Interesting article today about how expensive divorce and marriage breakdown is in Aotearoa/New Zealand – apparently to the tune of $1 billion taxpayer dollars per year.
According to the Executive Summary:
While divorce may on occasion help avoid negative family outcomes (such as in high conflict situations), international research suggests that private costs of divorce and unmarried childbearing include increased risks of poverty, mental illness, infant mortality, physical illness, juvenile delinquency and adult criminality, sexual abuse and other forms of family violence, economic hardship, substance abuse, and educational failure.
The report recommends supports to strengthen marriage and reduce family breakdown, and programmes to reduce unwed pregnancies among teen mothers.
I guess that means wed teenage mothers have no negative outcomes, the wedding somehow cancelling out the teenagedom?

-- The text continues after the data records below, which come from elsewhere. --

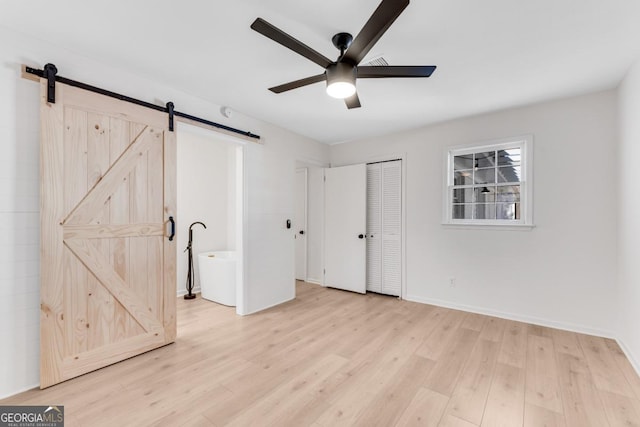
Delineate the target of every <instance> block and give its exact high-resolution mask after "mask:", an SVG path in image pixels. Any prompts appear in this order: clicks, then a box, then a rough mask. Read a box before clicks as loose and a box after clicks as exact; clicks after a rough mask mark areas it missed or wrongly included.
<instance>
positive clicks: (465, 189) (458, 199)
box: [453, 188, 473, 203]
mask: <svg viewBox="0 0 640 427" xmlns="http://www.w3.org/2000/svg"><path fill="white" fill-rule="evenodd" d="M472 197H473V188H454V190H453V203H470V202H472V201H473V200H471V199H472Z"/></svg>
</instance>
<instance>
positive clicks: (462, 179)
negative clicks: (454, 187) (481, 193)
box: [453, 171, 472, 185]
mask: <svg viewBox="0 0 640 427" xmlns="http://www.w3.org/2000/svg"><path fill="white" fill-rule="evenodd" d="M471 172H472V171H462V172H461V171H457V172H454V173H453V185H469V184H471V183H472V181H471Z"/></svg>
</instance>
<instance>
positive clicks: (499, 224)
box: [442, 223, 535, 231]
mask: <svg viewBox="0 0 640 427" xmlns="http://www.w3.org/2000/svg"><path fill="white" fill-rule="evenodd" d="M442 226H443V227H444V228H450V229H458V230H501V231H531V230H533V229H534V228H535V225H534V224H451V223H443V224H442Z"/></svg>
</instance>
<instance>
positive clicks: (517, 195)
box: [496, 185, 520, 203]
mask: <svg viewBox="0 0 640 427" xmlns="http://www.w3.org/2000/svg"><path fill="white" fill-rule="evenodd" d="M496 200H497V201H498V202H512V203H513V202H519V201H520V186H519V185H504V186H501V187H498V194H497V195H496Z"/></svg>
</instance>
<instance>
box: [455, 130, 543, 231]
mask: <svg viewBox="0 0 640 427" xmlns="http://www.w3.org/2000/svg"><path fill="white" fill-rule="evenodd" d="M531 151H532V138H531V137H530V136H527V137H518V138H511V139H506V140H500V141H491V142H489V143H484V144H477V145H473V146H464V147H452V148H450V149H449V150H448V153H447V162H448V167H447V179H446V183H447V188H446V190H445V191H446V198H445V199H446V209H445V212H444V215H445V218H444V223H445V224H458V225H464V224H469V225H489V226H503V225H507V226H508V225H513V226H520V225H525V226H531V225H533V224H532V206H531V160H532V159H531Z"/></svg>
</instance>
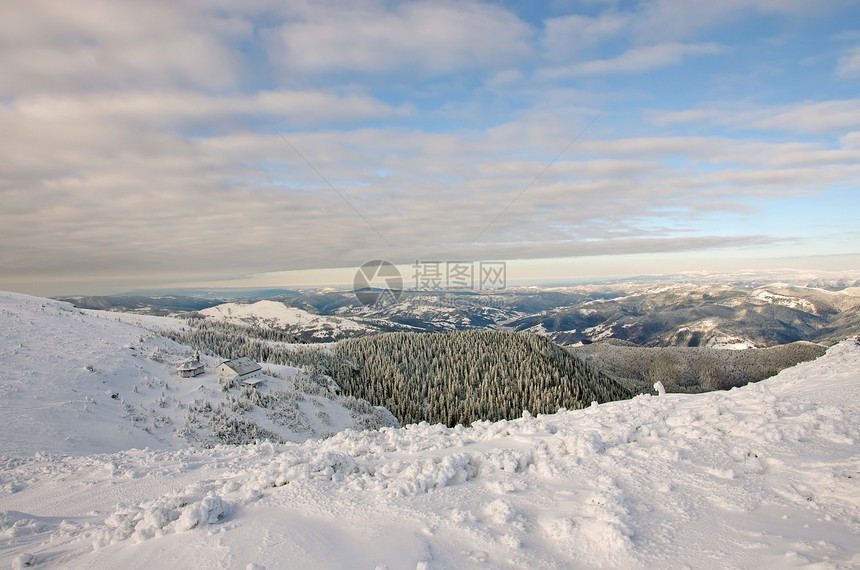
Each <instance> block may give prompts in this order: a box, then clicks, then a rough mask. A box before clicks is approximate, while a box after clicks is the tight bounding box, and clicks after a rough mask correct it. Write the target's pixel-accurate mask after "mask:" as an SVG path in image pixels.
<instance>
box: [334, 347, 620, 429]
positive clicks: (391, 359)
mask: <svg viewBox="0 0 860 570" xmlns="http://www.w3.org/2000/svg"><path fill="white" fill-rule="evenodd" d="M332 355H333V357H334V363H335V368H334V370H333V371H332V376H333V378H334V379H335V380H336V381H337V383H338V384H339V385H340V386H341V388H342V389H343V390H344V392H345V393H347V394H351V395H353V396H356V397H358V398H363V399H366V400H368V401H370V402H371V403H374V404H376V405H380V406H384V407H385V408H387V409H388V410H390V411H391V413H393V414H394V415H395V417H397V419H398V420H399V421H400V422H401V423H404V424H405V423H415V422H420V421H426V422H430V423H443V424H446V425H448V426H454V425H456V424H458V423H459V424H464V425H469V424H471V423H472V422H474V421H475V420H499V419H513V418H518V417H520V415H522V413H523V410H528V411H529V412H532V413H554V412H556V411H558V410H559V409H560V408H569V409H578V408H583V407H586V406H589V405H591V403H592V402H601V403H602V402H608V401H611V400H620V399H624V398H629V397H631V396H632V395H633V393H632V392H631V391H629V390H627V389H626V388H624V387H623V386H621V385H620V384H618V383H616V382H615V381H614V380H612V379H610V378H609V377H607V376H604V375H603V374H600V373H599V372H597V370H595V369H594V368H592V367H591V366H589V365H588V364H586V363H585V362H584V361H582V360H581V359H579V358H578V357H576V356H573V355H571V354H568V353H567V352H565V351H564V350H563V349H561V348H560V347H559V346H557V345H555V344H554V343H552V342H551V341H549V340H547V339H545V338H543V337H540V336H536V335H528V334H522V333H510V332H500V331H461V332H451V333H420V334H419V333H389V334H383V335H377V336H371V337H365V338H360V339H350V340H346V341H341V342H339V343H337V344H336V345H335V346H334V347H332Z"/></svg>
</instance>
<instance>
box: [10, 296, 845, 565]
mask: <svg viewBox="0 0 860 570" xmlns="http://www.w3.org/2000/svg"><path fill="white" fill-rule="evenodd" d="M3 300H4V305H3V311H4V312H3V314H2V319H3V323H4V325H5V324H6V322H7V321H8V319H9V318H10V314H12V313H15V311H17V310H18V309H16V307H18V306H19V305H20V304H21V303H22V302H24V301H21V300H20V299H18V300H16V302H15V303H9V302H7V300H8V297H3ZM27 302H28V303H29V302H30V301H27ZM41 302H45V301H44V300H41ZM16 303H17V304H16ZM65 310H67V309H64V308H63V307H55V308H54V309H52V311H65ZM18 314H19V316H21V312H20V311H19V313H18ZM49 314H51V312H50V311H49ZM75 314H76V313H74V311H71V316H68V317H63V316H50V319H49V320H51V322H52V323H53V324H54V325H61V324H62V323H63V322H64V321H63V320H62V319H76V318H77V317H75V316H74V315H75ZM21 318H24V319H30V320H31V321H32V322H31V325H32V326H33V327H34V330H35V331H37V334H36V335H34V336H38V335H48V334H50V327H49V326H42V325H39V320H40V319H41V318H42V317H41V316H35V317H34V316H33V315H32V314H29V315H23V316H21ZM103 322H108V321H98V323H99V324H101V323H103ZM52 326H53V325H52ZM4 328H5V327H4ZM97 330H98V329H97ZM103 334H104V335H105V338H108V337H109V335H111V334H120V335H121V334H124V333H122V330H120V329H117V330H113V329H111V330H104V331H103ZM62 339H63V335H62V334H57V335H56V336H54V337H52V338H51V339H50V342H48V341H47V340H45V341H44V342H43V343H42V345H40V347H39V348H40V350H53V351H54V352H56V353H57V354H58V355H63V354H65V353H64V351H66V350H70V349H72V348H74V346H70V345H63V344H60V345H58V346H56V347H55V348H53V349H51V343H52V342H58V343H62ZM34 341H35V338H30V337H28V338H20V339H19V338H16V339H13V344H14V343H15V342H21V343H22V344H24V345H25V346H31V344H30V343H33V342H34ZM123 341H124V340H123V339H122V338H120V339H118V340H116V341H112V342H123ZM4 342H6V340H4ZM7 344H8V343H7ZM3 350H4V352H3V355H4V359H3V362H4V364H5V366H4V372H3V374H4V385H5V384H6V383H7V382H6V378H7V375H8V374H9V370H11V369H14V368H15V366H17V365H18V364H19V363H20V362H22V361H21V360H20V359H18V360H14V361H10V360H8V356H7V352H6V350H7V347H6V346H5V345H4V347H3ZM18 350H23V349H18ZM13 356H15V357H16V358H18V357H17V356H16V355H13ZM65 356H66V357H67V358H73V357H74V358H78V357H76V356H74V355H71V354H65ZM84 356H86V355H84ZM82 358H83V357H82ZM84 360H86V358H83V360H81V361H84ZM43 362H45V365H46V366H47V367H48V368H47V370H48V371H50V372H52V373H57V374H59V373H60V372H62V370H61V369H60V368H59V367H58V365H56V364H55V363H53V360H52V359H51V358H46V359H44V361H43ZM78 364H79V363H78V362H77V361H75V362H73V363H72V366H71V367H70V368H69V370H70V371H71V372H70V373H71V374H73V375H74V379H75V381H76V382H78V381H83V380H82V379H85V378H87V377H86V375H83V374H81V373H80V371H78V370H77V367H78ZM31 376H32V375H25V376H24V378H25V379H29V380H30V381H31V382H49V381H50V380H49V376H50V374H42V375H41V376H38V375H37V376H33V377H32V378H31ZM52 386H53V385H52ZM5 399H6V398H5V396H4V401H5ZM99 405H101V404H99ZM0 411H2V414H3V416H2V418H3V421H4V422H9V421H18V420H15V418H14V417H11V416H10V412H9V409H8V408H4V409H3V410H0ZM18 411H21V410H17V411H15V413H17V412H18ZM28 413H31V414H33V415H34V416H36V420H34V423H38V421H43V420H47V419H48V418H46V417H45V416H44V414H43V412H42V411H41V410H32V411H29V412H28ZM63 421H64V422H66V423H64V424H57V425H56V426H55V428H57V429H59V428H63V429H64V431H63V432H59V433H69V434H72V433H79V432H80V431H81V430H86V429H87V427H86V425H85V422H83V421H81V419H79V418H77V417H75V416H68V417H66V418H65V419H64V420H63ZM37 435H38V434H32V436H33V437H34V438H35V439H34V440H33V441H32V442H31V443H32V445H33V448H38V447H39V445H41V443H42V442H43V441H45V440H44V439H43V438H41V437H36V436H37ZM89 435H90V434H89V433H87V437H89ZM29 437H31V435H30V434H14V433H12V431H11V430H4V431H3V433H2V436H0V441H2V445H3V449H4V453H5V454H6V456H4V457H3V458H2V459H0V462H2V463H0V466H2V467H0V469H2V470H0V567H2V566H3V565H5V566H6V567H9V566H12V565H15V564H18V565H25V564H28V563H32V564H35V565H36V566H37V567H43V568H60V567H62V568H86V569H93V568H118V567H122V568H152V567H164V566H170V567H177V568H181V567H224V568H255V569H260V568H270V569H271V568H285V567H290V568H369V569H373V568H390V569H395V568H416V569H418V568H422V569H440V568H561V567H564V568H595V567H606V568H663V567H675V568H680V567H690V568H756V569H758V568H762V567H764V568H777V567H778V568H799V567H814V568H856V567H858V566H860V540H858V535H860V453H858V448H857V442H858V440H860V346H858V345H857V344H856V343H855V342H854V341H853V340H852V341H845V342H843V343H840V344H838V345H836V346H834V347H832V348H831V349H829V350H828V352H827V354H826V355H825V356H823V357H821V358H819V359H817V360H815V361H812V362H807V363H804V364H800V365H798V366H796V367H794V368H791V369H787V370H784V371H783V372H781V373H780V374H779V375H777V376H776V377H774V378H771V379H768V380H765V381H763V382H760V383H757V384H751V385H748V386H746V387H744V388H738V389H733V390H731V391H728V392H714V393H707V394H696V395H681V394H661V395H660V396H659V397H652V396H649V395H641V396H638V397H636V398H634V399H632V400H629V401H623V402H612V403H608V404H601V405H599V406H598V405H595V406H592V407H590V408H587V409H584V410H577V411H560V412H559V413H557V414H553V415H539V416H532V415H530V414H528V413H526V414H524V416H523V418H521V419H519V420H514V421H501V422H495V423H491V422H478V423H476V424H475V425H474V426H473V427H470V428H464V427H462V426H458V427H456V428H446V427H444V426H440V425H428V424H419V425H411V426H406V427H404V428H400V429H394V428H385V429H382V430H380V431H364V432H358V431H352V430H345V431H341V432H339V433H337V434H335V435H333V436H331V437H329V438H327V439H323V440H319V439H310V440H307V441H305V442H302V443H292V444H271V443H258V444H256V445H245V446H218V447H215V448H212V449H200V448H195V447H183V448H170V449H154V448H149V449H139V448H137V449H135V448H131V447H129V448H127V449H123V450H119V451H117V450H116V449H114V448H111V446H110V445H108V444H109V443H111V442H101V443H99V445H104V446H105V449H104V450H103V451H102V452H96V453H90V454H78V455H57V454H53V453H35V452H33V453H30V454H28V455H17V456H16V455H11V454H9V452H8V450H10V449H12V450H14V449H15V448H16V446H12V445H10V444H9V443H8V442H9V441H10V440H13V441H18V442H19V443H21V444H22V443H26V442H28V441H29V439H28V438H29ZM82 439H83V438H82ZM131 443H134V442H131ZM93 445H95V444H93Z"/></svg>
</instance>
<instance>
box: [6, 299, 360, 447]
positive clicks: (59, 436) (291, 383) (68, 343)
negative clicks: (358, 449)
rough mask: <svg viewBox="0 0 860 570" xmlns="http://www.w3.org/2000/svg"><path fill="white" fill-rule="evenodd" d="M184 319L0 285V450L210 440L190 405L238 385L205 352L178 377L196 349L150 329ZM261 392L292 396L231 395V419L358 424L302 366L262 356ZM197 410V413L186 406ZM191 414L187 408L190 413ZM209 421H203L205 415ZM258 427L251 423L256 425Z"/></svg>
mask: <svg viewBox="0 0 860 570" xmlns="http://www.w3.org/2000/svg"><path fill="white" fill-rule="evenodd" d="M183 325H184V323H183V321H181V320H177V319H170V318H165V317H152V316H141V315H130V314H125V313H111V312H103V311H88V310H80V309H76V308H74V307H73V306H72V305H70V304H68V303H63V302H59V301H52V300H49V299H42V298H38V297H29V296H26V295H18V294H14V293H2V292H0V422H2V436H0V454H2V455H6V456H31V455H33V454H34V453H36V452H41V453H64V454H78V455H85V454H90V453H106V452H115V451H121V450H127V449H130V448H145V447H148V448H152V449H176V448H180V447H185V446H187V445H188V444H189V440H192V441H196V442H202V443H204V444H208V443H211V441H213V439H212V436H211V434H212V433H213V431H212V426H210V425H208V424H207V423H206V422H207V421H208V419H209V417H211V415H212V414H209V416H207V417H202V416H206V414H196V418H197V419H198V420H200V421H198V423H197V424H195V425H188V424H187V423H186V420H188V419H189V417H191V416H190V415H189V409H190V408H191V407H192V403H194V402H195V401H197V402H209V404H210V405H211V406H217V405H218V404H219V403H222V402H225V401H226V399H227V398H228V397H229V396H232V397H233V398H234V399H236V400H237V401H238V400H240V399H241V398H240V396H239V390H238V389H236V390H233V391H232V392H230V393H225V392H224V391H222V389H221V386H220V385H219V381H218V375H217V374H216V373H214V369H215V366H216V365H217V363H218V360H217V359H215V358H211V357H206V356H205V355H203V356H202V361H203V363H204V365H205V367H206V370H207V372H206V373H204V374H203V375H201V376H197V377H194V378H180V377H179V376H178V375H177V374H176V365H177V364H180V363H182V362H183V361H185V360H188V359H189V358H191V356H192V350H191V349H190V348H188V347H186V346H183V345H180V344H177V343H175V342H172V341H170V340H168V339H166V338H164V337H162V336H160V335H158V334H156V331H160V330H165V329H178V328H180V327H182V326H183ZM265 369H266V370H267V371H269V372H271V373H272V374H278V376H279V377H277V378H276V377H271V376H269V377H267V380H266V383H265V385H264V386H262V387H260V388H259V391H260V392H261V393H263V394H275V393H277V394H282V395H283V394H285V395H287V396H289V398H288V401H286V402H285V403H284V405H289V406H290V410H289V412H290V415H289V417H282V418H281V421H275V420H273V419H272V418H271V416H272V413H271V412H272V411H271V410H262V409H261V408H260V407H259V406H250V407H248V406H246V407H248V409H247V410H245V409H241V408H238V404H234V406H233V407H234V408H237V409H236V410H235V413H231V414H230V416H231V417H232V418H233V419H237V420H242V421H244V422H246V426H259V427H260V428H263V429H266V430H268V431H269V432H272V433H273V434H275V435H276V436H278V437H280V438H282V439H286V440H290V441H304V440H305V439H307V438H309V437H313V436H319V435H323V434H327V433H333V432H336V431H339V430H341V429H344V428H346V427H355V426H356V425H357V424H356V421H355V419H356V418H355V417H354V416H356V413H355V412H354V411H351V410H347V409H345V408H344V406H343V405H341V403H342V402H343V401H344V400H343V399H342V398H339V397H326V395H325V394H307V393H304V392H303V391H302V390H297V389H296V387H295V385H296V382H297V381H298V380H299V379H300V378H301V377H302V376H303V373H302V372H301V371H299V370H298V369H295V368H290V367H288V366H275V365H266V366H265ZM192 415H193V414H192ZM192 419H193V418H192ZM204 424H206V425H204ZM254 429H256V428H254Z"/></svg>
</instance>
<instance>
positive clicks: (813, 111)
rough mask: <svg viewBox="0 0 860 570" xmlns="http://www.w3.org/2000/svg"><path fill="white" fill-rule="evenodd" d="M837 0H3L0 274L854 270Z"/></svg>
mask: <svg viewBox="0 0 860 570" xmlns="http://www.w3.org/2000/svg"><path fill="white" fill-rule="evenodd" d="M858 22H860V4H858V2H857V1H851V0H834V1H828V0H721V1H715V0H651V1H643V2H620V1H619V2H614V1H612V0H607V1H602V0H581V1H563V0H559V1H556V2H552V1H548V2H513V1H511V2H505V1H498V2H477V1H465V2H445V1H440V2H436V1H418V2H412V1H405V2H398V1H374V0H348V1H347V0H331V1H310V2H308V1H300V0H296V1H294V0H186V1H176V0H165V1H147V2H138V1H131V0H130V1H127V2H125V1H120V0H75V2H62V1H56V0H53V1H43V0H28V1H26V2H3V3H2V4H0V70H2V72H0V132H2V133H3V135H4V136H3V137H2V139H0V289H10V290H15V291H21V292H27V293H34V294H48V295H59V294H73V293H110V292H117V291H123V290H130V289H134V288H149V287H161V286H174V285H186V286H209V285H222V286H229V285H237V286H238V285H251V284H266V285H272V284H281V285H291V284H298V283H301V282H325V281H332V280H337V278H338V276H342V275H347V273H348V275H349V276H348V277H347V279H351V276H352V273H354V268H355V267H357V266H358V265H360V264H361V263H363V262H364V261H367V260H369V259H375V258H383V259H388V260H391V261H392V262H395V263H399V264H409V263H410V262H414V261H415V260H476V261H477V260H506V261H508V262H509V274H510V273H511V272H512V271H513V272H514V273H515V274H516V275H514V277H517V278H520V279H526V280H527V279H529V278H534V279H535V280H538V279H541V278H548V277H553V278H559V277H565V278H566V277H569V278H572V279H575V278H582V277H589V276H594V275H624V274H631V273H663V272H669V271H680V270H714V271H726V270H740V269H749V268H756V269H759V268H777V267H780V268H785V267H789V268H790V267H799V268H817V269H833V270H843V269H860V229H858V228H860V223H858V217H860V187H858V183H860V96H858V94H860V28H858V26H857V24H858ZM332 268H348V269H347V270H343V271H340V272H338V271H319V270H325V269H332ZM517 272H518V273H517ZM509 276H510V275H509Z"/></svg>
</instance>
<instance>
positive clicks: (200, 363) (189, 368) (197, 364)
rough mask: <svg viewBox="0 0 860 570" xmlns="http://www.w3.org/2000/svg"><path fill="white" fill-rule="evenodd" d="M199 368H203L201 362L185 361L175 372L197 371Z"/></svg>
mask: <svg viewBox="0 0 860 570" xmlns="http://www.w3.org/2000/svg"><path fill="white" fill-rule="evenodd" d="M201 368H203V363H202V362H198V361H196V360H186V361H185V362H183V363H182V364H180V365H179V368H177V370H199V369H201Z"/></svg>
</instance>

There are other issues here. “International research” concluding the various negative outcomes listed is at best contested and at worst purely ideological. Sexual abuse and family violence sadly happen in families whether or not people are married – and often divorce is how this abuse stops – not how it begins. The costs of family violence to the New Zealand economy – in terms of police call-outs, health services, mental health services, education programmes for offenders and those victimised, housing, child protection services, justice sector costs (court-time, prisons), lost ability to work etc etc etc – were estimated at $1.2 billion in 1994.

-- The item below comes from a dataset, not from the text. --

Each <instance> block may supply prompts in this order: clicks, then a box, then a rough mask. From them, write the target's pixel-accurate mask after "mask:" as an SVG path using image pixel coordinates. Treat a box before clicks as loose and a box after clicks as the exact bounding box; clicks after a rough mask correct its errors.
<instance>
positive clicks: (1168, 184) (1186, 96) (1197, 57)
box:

But frankly there are issues here too with those commissioning the research, and those conducting it.
NZIER is a research organisation with particular links. Heavily involved in campaigning against action on carbon emissions, they wrote a report, described as independent though funded by heavy emitters such as Solid Energy, which predicted a number of poor economic outcomes from emissions trading.

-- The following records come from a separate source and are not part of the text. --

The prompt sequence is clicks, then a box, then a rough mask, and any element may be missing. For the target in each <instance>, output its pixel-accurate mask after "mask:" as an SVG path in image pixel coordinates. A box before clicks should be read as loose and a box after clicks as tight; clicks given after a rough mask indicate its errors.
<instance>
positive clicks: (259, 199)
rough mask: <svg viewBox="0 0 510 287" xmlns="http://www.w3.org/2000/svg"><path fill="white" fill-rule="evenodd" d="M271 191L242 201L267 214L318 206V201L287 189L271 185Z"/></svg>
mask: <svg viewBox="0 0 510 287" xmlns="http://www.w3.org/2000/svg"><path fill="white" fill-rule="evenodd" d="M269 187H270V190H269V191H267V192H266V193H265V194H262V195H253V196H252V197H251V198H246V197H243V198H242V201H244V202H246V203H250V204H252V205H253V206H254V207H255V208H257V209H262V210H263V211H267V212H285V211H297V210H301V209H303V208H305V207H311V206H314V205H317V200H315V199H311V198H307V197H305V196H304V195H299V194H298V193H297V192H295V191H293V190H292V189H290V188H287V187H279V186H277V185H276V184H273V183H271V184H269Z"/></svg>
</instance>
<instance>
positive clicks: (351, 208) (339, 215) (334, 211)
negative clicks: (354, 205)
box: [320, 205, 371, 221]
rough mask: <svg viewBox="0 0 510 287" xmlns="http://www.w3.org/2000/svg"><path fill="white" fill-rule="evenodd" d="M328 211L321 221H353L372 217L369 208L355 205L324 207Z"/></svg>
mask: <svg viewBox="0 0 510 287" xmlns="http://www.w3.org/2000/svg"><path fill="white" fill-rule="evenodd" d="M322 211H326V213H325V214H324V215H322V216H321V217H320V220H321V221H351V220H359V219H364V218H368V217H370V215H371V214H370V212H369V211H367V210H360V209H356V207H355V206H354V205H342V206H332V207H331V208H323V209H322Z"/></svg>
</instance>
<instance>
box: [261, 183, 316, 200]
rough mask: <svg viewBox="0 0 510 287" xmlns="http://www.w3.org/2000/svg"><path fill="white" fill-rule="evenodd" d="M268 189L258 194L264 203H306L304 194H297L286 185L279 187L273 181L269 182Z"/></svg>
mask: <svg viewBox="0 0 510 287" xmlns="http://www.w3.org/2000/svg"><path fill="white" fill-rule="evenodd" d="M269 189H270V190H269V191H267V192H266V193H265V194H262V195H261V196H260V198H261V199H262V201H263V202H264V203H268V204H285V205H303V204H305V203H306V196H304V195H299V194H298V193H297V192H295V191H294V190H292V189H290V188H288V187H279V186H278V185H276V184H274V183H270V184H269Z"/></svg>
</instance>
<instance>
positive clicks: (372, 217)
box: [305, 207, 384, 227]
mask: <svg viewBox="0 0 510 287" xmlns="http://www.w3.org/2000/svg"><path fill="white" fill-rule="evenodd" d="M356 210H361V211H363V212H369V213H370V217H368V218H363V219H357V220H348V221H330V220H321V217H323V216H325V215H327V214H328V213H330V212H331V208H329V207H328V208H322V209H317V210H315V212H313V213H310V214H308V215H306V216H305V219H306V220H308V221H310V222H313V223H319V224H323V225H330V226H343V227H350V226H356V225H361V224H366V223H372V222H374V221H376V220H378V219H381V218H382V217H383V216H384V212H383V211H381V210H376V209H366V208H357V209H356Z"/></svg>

Labour MP Pete Hodgson said in parliament back in 2003:
I regret to advise that I have seen a pattern with New Zealand Institute of Economic Research reports, in that they tend to have some bearing on those who pay for them.
All of which makes me wonder how much Family First were charged to produce a report which tells us how much divorce and family breakdown cost us. After all, their website welcomes us with:
Hi, I’m Bob McCoskrie
Are you concerned about rising family breakdown and the decline in standards and responsibility? I know I am.
You get what you pay for these days it seems. It’s a shame – these issues deserve a less partisan approach – and one where the desired outcome has not been pre-determined.